Noah Smith led off his recent “apology” to libertarians with a truncated list of things he’s long disagreed with libertarians about. For instance, he claims (without evidence) that a society defined by a lack of public goods would be poorer (would be” is operative since no such society exists).
Addressing the poorer angle first, one supposes Smith would agree that the central production and allocation of resources would be impoverishing, which at least raises the question why he thinks what’s impoverishing in total is wealth-enhancing if utilized in limited fashion. As for government itself, Smith pretends that libertarians are reflexively anti-government. No, libertarians disdain excessive centralized government. Libertarians are about choice, and think government should be largely local (and taxation largely local) so that free individuals can choose the kind of government they want, along with its cost.
Smith contends “some libertarians argue that people should be able to sell themselves into slavery.” It brings to mind conservative opposition to marital freedom, that eventually people will marry their dog, their doll, or some other one in a million entity. Smith’s own one-in-a-zillion critique had this reader wondering if he’s ever spent time with an actual libertarian. As someone who’s enjoyed weekly lunches with the co-founder of the libertarian Cato Institute (Ed Crane) for over twenty years, along with Crane’s much bigger libertarian network, this is the first I’ve ever heard of libertarians clamoring for the right to choose their own enslavement…
Smith follows his critiques that he claims “are all valid and true” to this day with the “apology” that launched thousands and thousands of e-mails. The instigator? It’s been “libertarian Rand Paul who has come out as one of the tariffs’ strongest rhetorical opponents in Congress.” Except that it doesn’t take a libertarian to be against something as mindless as a tariff, it just takes common sense. No doubt libertarians are more consistent about the abject stupidity of tariffs than are conservatives of late, but really?
It raises a counterfactual. What if Joe Biden had imposed tariffs without congressional approval. Oh wait, Biden did do just that, or in other instances Biden let stand the tariffs that Donald Trump mindlessly imposed during his first term as president. It’s no reach to suggest that if Sen. Paul had put Biden’s taxing power to a vote that the proverbial dog might have eaten the Noah Smith essay that so many libertarians naively ate. In other words, it’s hard not to wonder if Smith’s apology is really just a way for Smith to make nice with anyone at odds with Trump.
It’s a question worth asking because not long after his faint praise, Smith reverted to critiques of libertarians. Supposedly their ideological rigidity “proved inadequate” to “preserving U.S. defense manufacturing capacity in the face of Chinese competition,” which was impossible not to chuckle about. Really, when in modern life have libertarians ever had any say about foreign policy? Smith then pivots to other things libertarianism “proved inadequate” to including “speeding the adoption of green technologies, redistributing the gains from trade and technology, and driving forward technological progress in an age of exploding research costs.”

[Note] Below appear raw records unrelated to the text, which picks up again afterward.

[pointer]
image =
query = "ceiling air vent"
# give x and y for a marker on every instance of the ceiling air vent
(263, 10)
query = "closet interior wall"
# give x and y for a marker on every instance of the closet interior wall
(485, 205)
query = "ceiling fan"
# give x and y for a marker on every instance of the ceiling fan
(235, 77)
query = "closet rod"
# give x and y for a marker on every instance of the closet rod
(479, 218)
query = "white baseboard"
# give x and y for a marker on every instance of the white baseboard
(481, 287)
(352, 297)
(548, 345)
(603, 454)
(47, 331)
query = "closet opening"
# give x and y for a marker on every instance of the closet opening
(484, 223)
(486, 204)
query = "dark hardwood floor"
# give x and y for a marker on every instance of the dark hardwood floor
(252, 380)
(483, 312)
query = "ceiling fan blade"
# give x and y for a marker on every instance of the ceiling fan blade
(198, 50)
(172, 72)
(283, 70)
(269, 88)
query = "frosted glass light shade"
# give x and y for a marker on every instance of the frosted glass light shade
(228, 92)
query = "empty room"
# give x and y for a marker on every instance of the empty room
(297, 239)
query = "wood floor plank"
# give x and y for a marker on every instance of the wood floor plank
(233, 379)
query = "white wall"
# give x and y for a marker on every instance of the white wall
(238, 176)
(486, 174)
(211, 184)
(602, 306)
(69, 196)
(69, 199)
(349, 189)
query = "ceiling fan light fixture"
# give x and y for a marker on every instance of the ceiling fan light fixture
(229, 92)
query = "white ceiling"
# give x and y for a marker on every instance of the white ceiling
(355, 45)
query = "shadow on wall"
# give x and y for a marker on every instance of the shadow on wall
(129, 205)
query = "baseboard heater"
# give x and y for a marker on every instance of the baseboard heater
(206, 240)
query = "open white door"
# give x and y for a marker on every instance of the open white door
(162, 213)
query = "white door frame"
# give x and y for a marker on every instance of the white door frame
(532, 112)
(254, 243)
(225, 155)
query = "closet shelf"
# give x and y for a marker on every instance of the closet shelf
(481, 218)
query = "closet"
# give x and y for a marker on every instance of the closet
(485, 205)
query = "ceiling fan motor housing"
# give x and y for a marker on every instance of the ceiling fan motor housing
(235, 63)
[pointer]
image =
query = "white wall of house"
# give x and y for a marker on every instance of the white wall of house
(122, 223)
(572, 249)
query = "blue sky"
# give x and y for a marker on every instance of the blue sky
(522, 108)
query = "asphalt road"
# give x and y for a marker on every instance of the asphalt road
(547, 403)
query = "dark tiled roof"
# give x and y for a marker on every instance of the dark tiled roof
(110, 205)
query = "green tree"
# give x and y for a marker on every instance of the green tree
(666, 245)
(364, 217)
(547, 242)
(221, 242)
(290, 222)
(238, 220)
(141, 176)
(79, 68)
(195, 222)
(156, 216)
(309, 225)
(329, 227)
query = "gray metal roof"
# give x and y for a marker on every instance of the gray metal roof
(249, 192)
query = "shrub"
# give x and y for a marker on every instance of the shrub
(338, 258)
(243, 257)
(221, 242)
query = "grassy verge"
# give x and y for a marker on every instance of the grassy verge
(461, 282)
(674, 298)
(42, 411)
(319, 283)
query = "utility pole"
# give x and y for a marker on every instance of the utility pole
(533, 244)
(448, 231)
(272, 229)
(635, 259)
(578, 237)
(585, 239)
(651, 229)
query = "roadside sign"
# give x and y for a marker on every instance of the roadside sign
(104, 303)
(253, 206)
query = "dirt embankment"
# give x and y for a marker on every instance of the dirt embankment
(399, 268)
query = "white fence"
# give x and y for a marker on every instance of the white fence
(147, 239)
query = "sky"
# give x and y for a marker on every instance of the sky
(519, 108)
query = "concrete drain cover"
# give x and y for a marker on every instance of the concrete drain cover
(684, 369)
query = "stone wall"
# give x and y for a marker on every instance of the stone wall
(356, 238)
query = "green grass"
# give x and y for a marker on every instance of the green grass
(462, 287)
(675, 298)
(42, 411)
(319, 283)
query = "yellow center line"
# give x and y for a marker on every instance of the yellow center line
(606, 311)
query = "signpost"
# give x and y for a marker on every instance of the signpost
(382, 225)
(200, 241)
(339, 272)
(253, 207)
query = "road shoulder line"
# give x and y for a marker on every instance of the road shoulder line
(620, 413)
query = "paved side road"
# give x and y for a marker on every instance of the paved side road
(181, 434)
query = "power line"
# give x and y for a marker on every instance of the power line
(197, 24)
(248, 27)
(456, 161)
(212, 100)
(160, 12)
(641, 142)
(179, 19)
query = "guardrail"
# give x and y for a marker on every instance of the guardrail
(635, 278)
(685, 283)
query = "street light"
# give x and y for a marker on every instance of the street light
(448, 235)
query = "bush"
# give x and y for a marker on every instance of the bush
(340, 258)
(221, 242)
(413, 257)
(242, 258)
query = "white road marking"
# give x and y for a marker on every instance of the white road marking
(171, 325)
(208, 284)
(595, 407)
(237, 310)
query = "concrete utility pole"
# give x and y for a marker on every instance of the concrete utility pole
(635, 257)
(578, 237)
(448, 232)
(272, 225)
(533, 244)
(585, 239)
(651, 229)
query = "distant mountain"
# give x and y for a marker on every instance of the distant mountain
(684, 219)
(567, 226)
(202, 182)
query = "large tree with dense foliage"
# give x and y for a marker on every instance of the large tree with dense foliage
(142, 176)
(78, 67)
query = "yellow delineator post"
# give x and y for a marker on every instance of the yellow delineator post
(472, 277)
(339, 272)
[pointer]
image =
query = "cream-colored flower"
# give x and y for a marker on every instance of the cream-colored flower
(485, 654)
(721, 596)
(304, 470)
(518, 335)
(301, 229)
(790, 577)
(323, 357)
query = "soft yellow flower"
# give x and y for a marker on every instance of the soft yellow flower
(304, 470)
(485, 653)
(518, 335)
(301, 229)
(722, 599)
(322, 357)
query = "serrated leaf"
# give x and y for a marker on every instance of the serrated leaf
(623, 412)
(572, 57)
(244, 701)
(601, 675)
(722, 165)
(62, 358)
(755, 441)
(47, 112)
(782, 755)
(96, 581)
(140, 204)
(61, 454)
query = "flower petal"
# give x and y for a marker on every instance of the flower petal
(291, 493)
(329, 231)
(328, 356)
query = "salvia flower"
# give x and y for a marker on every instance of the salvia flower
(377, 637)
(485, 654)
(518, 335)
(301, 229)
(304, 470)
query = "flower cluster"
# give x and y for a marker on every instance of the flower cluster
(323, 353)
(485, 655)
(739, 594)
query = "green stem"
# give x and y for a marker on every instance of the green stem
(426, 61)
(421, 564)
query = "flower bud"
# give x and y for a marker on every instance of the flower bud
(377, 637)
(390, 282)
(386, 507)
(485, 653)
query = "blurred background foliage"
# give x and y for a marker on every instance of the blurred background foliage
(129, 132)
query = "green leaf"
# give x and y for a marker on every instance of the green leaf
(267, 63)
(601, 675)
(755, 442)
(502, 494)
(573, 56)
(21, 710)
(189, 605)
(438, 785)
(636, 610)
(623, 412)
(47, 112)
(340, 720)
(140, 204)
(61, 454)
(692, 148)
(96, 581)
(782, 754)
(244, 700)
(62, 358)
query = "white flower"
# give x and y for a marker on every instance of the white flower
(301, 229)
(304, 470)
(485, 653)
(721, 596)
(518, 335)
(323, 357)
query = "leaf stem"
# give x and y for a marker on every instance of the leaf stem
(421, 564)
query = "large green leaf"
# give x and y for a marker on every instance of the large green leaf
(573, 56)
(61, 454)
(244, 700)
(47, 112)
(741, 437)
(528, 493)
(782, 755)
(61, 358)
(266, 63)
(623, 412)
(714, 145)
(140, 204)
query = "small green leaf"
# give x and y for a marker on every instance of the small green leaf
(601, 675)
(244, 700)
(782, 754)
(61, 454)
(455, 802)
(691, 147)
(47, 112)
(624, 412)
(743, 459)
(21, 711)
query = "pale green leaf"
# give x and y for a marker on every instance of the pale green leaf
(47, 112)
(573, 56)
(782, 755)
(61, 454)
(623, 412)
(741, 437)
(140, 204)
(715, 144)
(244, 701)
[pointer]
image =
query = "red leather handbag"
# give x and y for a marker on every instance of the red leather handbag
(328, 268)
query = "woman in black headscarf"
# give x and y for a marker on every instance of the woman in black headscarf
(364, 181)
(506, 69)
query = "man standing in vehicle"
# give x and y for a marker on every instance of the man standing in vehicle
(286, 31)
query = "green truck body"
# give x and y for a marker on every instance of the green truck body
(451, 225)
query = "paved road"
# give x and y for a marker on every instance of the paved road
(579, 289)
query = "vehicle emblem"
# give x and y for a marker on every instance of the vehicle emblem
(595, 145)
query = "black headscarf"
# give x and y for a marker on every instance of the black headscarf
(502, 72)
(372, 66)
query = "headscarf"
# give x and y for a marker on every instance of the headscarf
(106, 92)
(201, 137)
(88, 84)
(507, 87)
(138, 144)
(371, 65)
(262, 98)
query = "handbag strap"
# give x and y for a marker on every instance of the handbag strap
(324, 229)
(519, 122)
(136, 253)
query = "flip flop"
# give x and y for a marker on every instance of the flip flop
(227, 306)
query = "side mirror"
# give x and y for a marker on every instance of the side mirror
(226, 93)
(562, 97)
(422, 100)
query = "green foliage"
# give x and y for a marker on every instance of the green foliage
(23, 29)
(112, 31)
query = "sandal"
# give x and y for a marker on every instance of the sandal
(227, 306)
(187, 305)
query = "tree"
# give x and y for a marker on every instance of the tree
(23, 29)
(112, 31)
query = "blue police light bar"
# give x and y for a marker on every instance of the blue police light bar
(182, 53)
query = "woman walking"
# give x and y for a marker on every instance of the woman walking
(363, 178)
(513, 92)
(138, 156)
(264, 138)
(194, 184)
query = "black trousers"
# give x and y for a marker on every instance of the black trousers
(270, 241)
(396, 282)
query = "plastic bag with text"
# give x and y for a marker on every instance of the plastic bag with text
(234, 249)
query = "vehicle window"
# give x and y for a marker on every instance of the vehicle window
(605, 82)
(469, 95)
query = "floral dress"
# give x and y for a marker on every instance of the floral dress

Actually, it’s the libertarian embrace of free trade that answers Smith’s platitudes. The beauty of free trade (among other things) is that it’s as if everything produced in the world is being made next door, or across the street. Which means that if Smith’s global warming alarmism proves valid, Americans will be able to import technology that mitigates the warming as though it had been created in northern California, along with the other technologies and progress Smith thinks libertarianism has long stood athwart.
Smith’s apology wasn’t really an apology, it was just a chance to nail Trump. Profiles in courage. As for the libertarians made giddy by the apology, their glee reads as apologetic. And it shrinks libertarianism.